The script for deploying with Liquibase using proxy users to deploy to one database at a time looks like this. This is for the SQL Server use case (not the use of --default-catalog-name argument):

# add liquibase path to the environment variable
export PATH=<Path to Liquibase>:${PATH}

# git clone or retrieve a versioned artifact
git clone <GIT URL to the repo>
cd <Repo>/sql_code
LBDATABASENAMES="${1:-"HR OC OE SH"}"

for LBDATABASE in $LBDATABASENAMES
do

# run the "status" command
liquibase status --changelog-file=masterChangelog.xml \
          --url=<Database URL> \
          --username=<username> \
          --password=<password> \
          --default-catalog-name=${LBDATABASE} \
          –-verbose

# run the "update" command
liquibase update –-changelog-file=masterChangelog.xml \
          --url=<Database URL> \
          --username=<username> \
          --password=<password> \
          --default-catalog-name=${LBDATABASE}

# run the "history" command
liquibase history --changelog-file=masterChangelog.xml \
          --url=<Database URL> \
          --username=<username> \
          --password=<password> \
          --default-catalog-name=${LBDATABASE}
done

Liquibase automatically creates DATABASECHANGELOG and DATABASECHANGELOGLOCK tables (also called DBCL tables) for tracking deployments.

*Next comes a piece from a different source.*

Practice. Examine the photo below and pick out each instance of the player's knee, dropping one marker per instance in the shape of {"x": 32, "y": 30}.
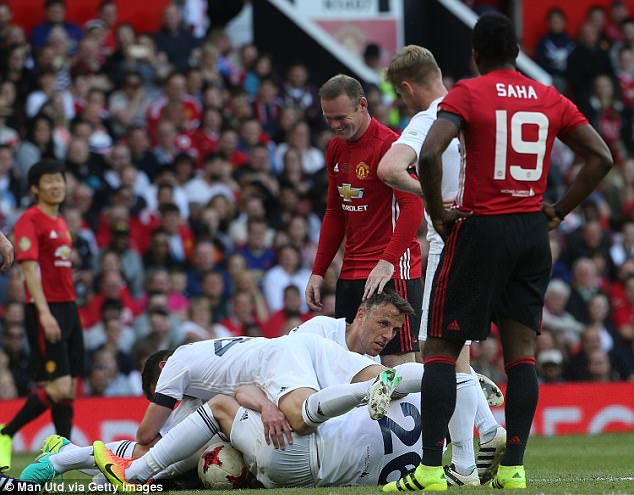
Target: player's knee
{"x": 60, "y": 388}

These tables are created in the default database for the user connecting to the instance.

If you want your DBCL tables to be created in another database, e.g., a dedicated database for Liquibase tracking only, then you can use --liquibase-catalog-name=<database> to indicate your specific database. You need to make sure that the service account allows creating DBCL tables in this database, and allows querying these tables.

  • --liquibase-catalog-name=<catalog>
    • The parameter specifies the catalog to use for the creation of Liquibase objects, like the DATABASECHANGELOG and DATABASECHANGELOGLOCK tracking tables.
  • --default-catalog-name=<catalog>
    • The parameter specifies the default catalog name to use for the database connection.